January 16, 2015

* story updated below

Up to 20,000 people in the southern tip of Malawi most affected by the current floods remain cut off from the rest of the country, without food, health care or ways to prevent possible outbreaks, the humanitarian medical organization Médecins Sans Frontières/Doctors without Borders (MSF) said on Friday.

Humanitarian relief is slowly arriving in the districts of Chikwawa, where the waters have started to recede. But some of the most affected areas downstream are only accessible by helicopter, making humanitarian intervention difficult. MSF, which has been responding to the floods since  January 9, is refocusing its intervention around the town of Nsanje, where it has a long standing regular project, and is assessing ways to access the more remote East Bank.

 

Worst floods in memory

“The floods are behaving like a slow tsunami, with the river swelling progressively downstream towards the south and Mozambique,” says Amaury Grégoire, MSF’s head of mission in Malawi, currently in Nsanje evaluating the impact of the floods. “Most of Nsanje and East Bank are submerged under two to three meters of water, which has transformed these vast plains into a giant lake engulfing houses and bridges. Even though these areas are prone to floods, old people I talked to could not remember events of this magnitude.”
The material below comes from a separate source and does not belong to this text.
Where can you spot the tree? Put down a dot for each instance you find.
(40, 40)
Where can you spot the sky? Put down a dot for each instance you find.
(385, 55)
As the rains have eased in the past few days, the water levels are expected to progressively come down. However, long term solutions need to be found for people whose possessions and crops, which are the primary mean of subsistence for 85 per cent of the population, have been completely destroyed in the flood.

 

Difficult and unsanitary conditions

“Several camps have been set up for people who lost their homes, but the majority of them have found refuge in the houses of friends or relatives that are still standing. The little mud houses are very crowded, and, with most wells and boreholes contaminated by the floods, people are living in precarious, unsanitary conditions”, says Grégoire.
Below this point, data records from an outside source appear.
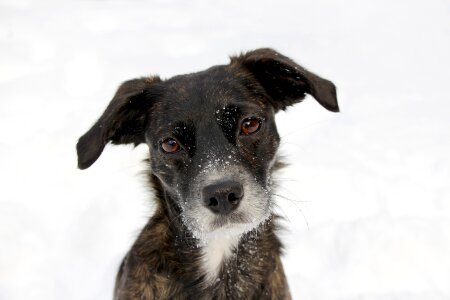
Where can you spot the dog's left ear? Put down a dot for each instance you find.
(284, 81)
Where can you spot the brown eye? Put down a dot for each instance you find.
(250, 126)
(169, 145)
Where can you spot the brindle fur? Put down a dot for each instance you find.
(165, 262)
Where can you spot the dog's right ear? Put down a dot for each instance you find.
(123, 121)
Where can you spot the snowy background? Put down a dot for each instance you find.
(369, 215)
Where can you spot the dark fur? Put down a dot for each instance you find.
(165, 261)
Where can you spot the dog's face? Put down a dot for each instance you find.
(212, 135)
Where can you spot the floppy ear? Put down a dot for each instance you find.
(285, 81)
(123, 121)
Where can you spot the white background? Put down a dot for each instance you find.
(370, 187)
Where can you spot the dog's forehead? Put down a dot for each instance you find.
(191, 94)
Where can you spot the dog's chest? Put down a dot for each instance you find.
(215, 252)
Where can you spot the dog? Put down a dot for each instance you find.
(213, 144)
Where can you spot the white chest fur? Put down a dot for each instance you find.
(215, 251)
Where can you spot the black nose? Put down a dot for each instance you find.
(223, 197)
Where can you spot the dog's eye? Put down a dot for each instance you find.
(250, 126)
(170, 145)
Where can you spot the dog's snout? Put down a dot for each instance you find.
(223, 197)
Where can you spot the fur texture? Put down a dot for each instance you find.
(212, 142)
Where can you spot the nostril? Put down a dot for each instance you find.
(232, 198)
(213, 202)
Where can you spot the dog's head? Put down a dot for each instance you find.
(211, 134)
MSF has been setting up tents and distributing non- food items, mosquito nets and water treatment kits, as well as building latrines to prevent the emergence of water-borne diseases. The organization has had a presence in Malawi since 1986. It currently runs three projects helping people living with HIV, one of them located in Nsanje. In recent years, MSF conducted humanitarian interventions after floods affecting the country in 2011, 2012 and 2013.

 

 

UPDATE: January 19, 2015

 

Julien Lefèvre is a deputy field coordinator with MSF in Nsanje, Malawi. He has returned from a reconnaissance mission by helicopter in the South of Malawi, the area most affected by floods, where he assessed the dozen of evacuation centres set up in the district.

 

 

You’ve surveyed the area by air. What does it look like?
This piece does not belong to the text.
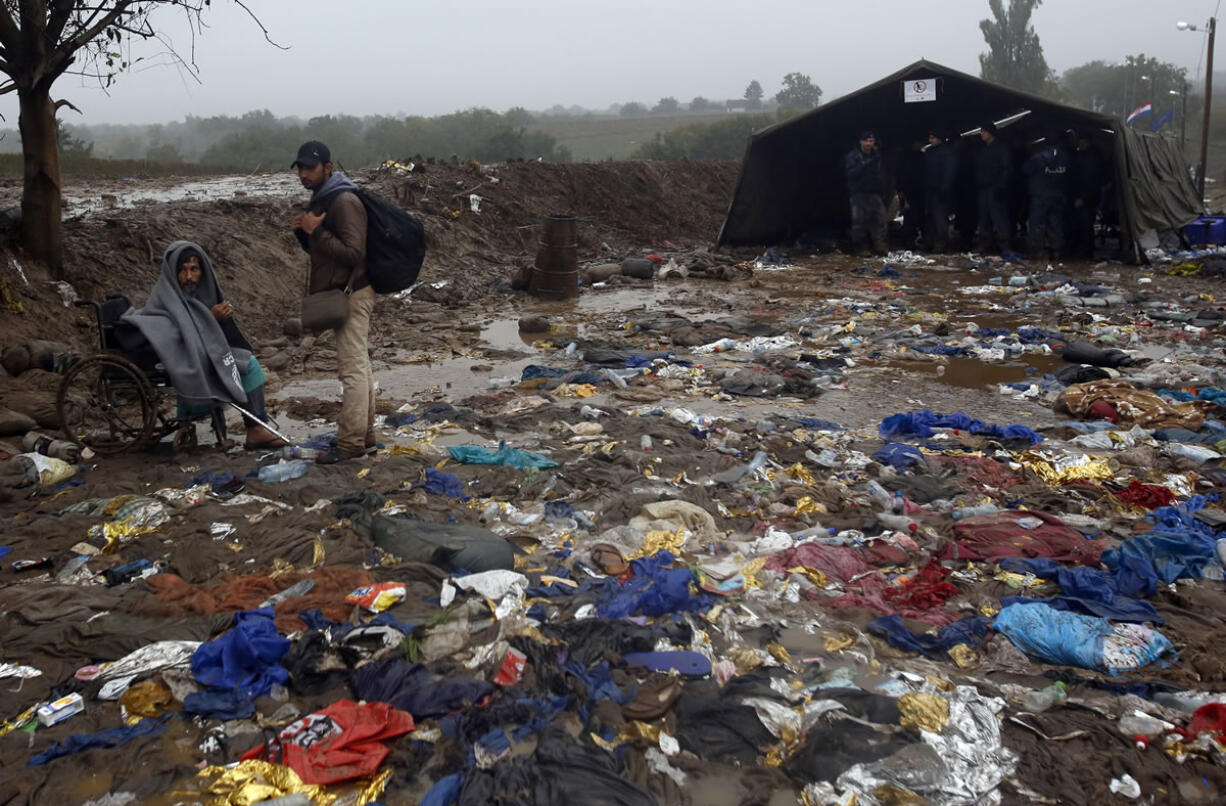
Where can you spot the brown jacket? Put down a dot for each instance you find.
(338, 247)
The large plains have been transformed into a lake, and now that the waters have started to recede a few islands are appearing here and there. But the most shocking thing is to see people stranded in the middle of nowhere, some wading in water, some on canoes, struggling to reach even slightly higher, drier ground.

 

You’ve just returned from Makhanga, a village that is still cut off from the rest of the country. What is the situation there?

Makhanga is now an island where about 5,000 people are completely stranded. Most of them left nearby villages or hamlets after the flooding, and Makhanga is the only place where they could find refuge. About a thousand people are gathered in the village’s primary school, which has been transformed into a de facto camp for displaced persons. People there say that two out of the five wells in the area still have clear water. But food is running scarce and, as the clinic has been inundated, there are no health services at all.

 

What is most needed at the moment?

Food. So many people have little or no way to get food. I saw an old man walking on the side of the road, with the most haggard look on his face. He had been walking with 15 others and was pleading for something to eat. People lost absolutely everything, and are just looking for a place to sleep, for something to eat.

Another concern is the high risk of malaria. We’ve already detected cases among young children. And with water everywhere the breeding ground for mosquitoes has expanded.  We can foresee a spike in the number of cases in the coming week. Because people have lost everything, one of our major priorities is the distribution of mosquito nets.